MDD-Net: Multimodal Depression Detection through Mutual Transformer
Md Rezwanul Haque, Md. Milon Islam, S M Taslim Uddin Raju, Hamdi Altaheri, Lobna Nassar, Fakhri Karray

TL;DR
This paper introduces MDD-Net, a multimodal neural network utilizing mutual transformers to improve depression detection accuracy from social media acoustic and visual data, outperforming previous methods by up to 17.37% in F1-Score.
Contribution
The paper presents a novel multimodal depression detection network that effectively fuses acoustic and visual features using mutual transformers, advancing the state-of-the-art performance.
Findings
Outperforms state-of-the-art by up to 17.37% F1-Score
Efficient multimodal feature fusion with mutual transformers
Validated on the D-Vlog dataset
Abstract
Depression is a major mental health condition that severely impacts the emotional and physical well-being of individuals.

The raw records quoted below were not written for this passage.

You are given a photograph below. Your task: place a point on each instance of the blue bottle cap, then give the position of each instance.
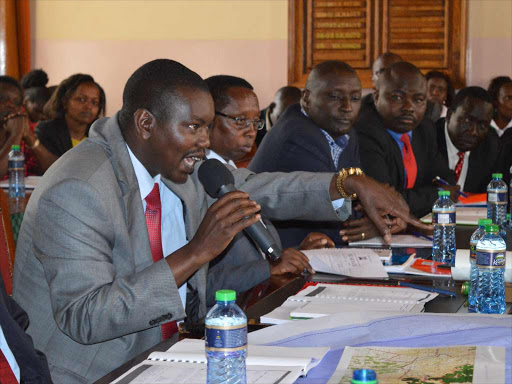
(366, 376)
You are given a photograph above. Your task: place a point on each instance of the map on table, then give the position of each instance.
(441, 365)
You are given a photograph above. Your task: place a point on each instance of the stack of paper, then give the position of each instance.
(327, 299)
(397, 241)
(185, 362)
(351, 262)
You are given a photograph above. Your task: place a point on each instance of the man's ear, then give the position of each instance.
(144, 123)
(304, 100)
(448, 116)
(376, 96)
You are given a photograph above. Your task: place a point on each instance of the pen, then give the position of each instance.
(422, 236)
(426, 288)
(444, 182)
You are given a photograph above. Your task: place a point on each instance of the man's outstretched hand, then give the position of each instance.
(378, 201)
(291, 261)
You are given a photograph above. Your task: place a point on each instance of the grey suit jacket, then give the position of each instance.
(84, 270)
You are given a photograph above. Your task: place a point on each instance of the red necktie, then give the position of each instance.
(6, 373)
(154, 223)
(410, 165)
(458, 167)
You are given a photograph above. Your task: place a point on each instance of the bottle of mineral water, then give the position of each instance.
(443, 218)
(490, 261)
(16, 169)
(364, 376)
(226, 340)
(497, 199)
(473, 275)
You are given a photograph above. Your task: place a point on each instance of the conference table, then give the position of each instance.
(271, 293)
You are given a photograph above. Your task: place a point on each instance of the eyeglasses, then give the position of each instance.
(243, 122)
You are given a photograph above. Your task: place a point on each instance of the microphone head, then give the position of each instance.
(213, 175)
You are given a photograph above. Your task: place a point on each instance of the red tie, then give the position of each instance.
(410, 165)
(458, 167)
(154, 223)
(6, 373)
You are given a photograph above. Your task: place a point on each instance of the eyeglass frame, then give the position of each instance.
(248, 121)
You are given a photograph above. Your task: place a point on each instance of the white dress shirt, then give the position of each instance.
(4, 347)
(453, 158)
(174, 235)
(499, 131)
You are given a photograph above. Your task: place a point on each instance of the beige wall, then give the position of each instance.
(111, 38)
(489, 48)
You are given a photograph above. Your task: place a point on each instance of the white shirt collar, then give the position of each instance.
(499, 131)
(146, 182)
(453, 158)
(214, 155)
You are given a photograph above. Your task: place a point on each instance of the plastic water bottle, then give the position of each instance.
(364, 376)
(226, 341)
(508, 236)
(490, 260)
(16, 167)
(473, 275)
(497, 199)
(443, 218)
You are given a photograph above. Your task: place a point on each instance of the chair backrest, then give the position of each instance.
(7, 246)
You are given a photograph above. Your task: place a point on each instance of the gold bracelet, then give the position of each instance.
(36, 144)
(340, 181)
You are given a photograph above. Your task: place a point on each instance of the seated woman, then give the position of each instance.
(73, 107)
(35, 95)
(15, 130)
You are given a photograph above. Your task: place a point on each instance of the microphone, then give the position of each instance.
(217, 181)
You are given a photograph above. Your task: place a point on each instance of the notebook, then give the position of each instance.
(353, 262)
(397, 241)
(420, 267)
(185, 362)
(326, 299)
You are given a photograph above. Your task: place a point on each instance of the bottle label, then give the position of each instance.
(443, 218)
(14, 165)
(499, 198)
(472, 252)
(491, 259)
(226, 338)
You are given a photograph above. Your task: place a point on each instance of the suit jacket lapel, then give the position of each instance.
(134, 210)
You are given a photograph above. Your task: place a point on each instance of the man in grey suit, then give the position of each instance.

The simple nature of data collection from social media platforms has attracted significant interest in properly utilizing this information for mental health research. A Multimodal Depression Detection Network (MDD-Net), utilizing acoustic and visual data obtained from social media networks, is proposed in this work where mutual transformers are exploited to efficiently extract and fuse multimodal features for efficient depression detection. The MDD-Net consists of four core modules: an acoustic feature extraction module for retrieving relevant acoustic attributes, a visual feature extraction module for extracting significant high-level patterns, a mutual transformer for computing the correlations among the generated features and fusing these features from multiple…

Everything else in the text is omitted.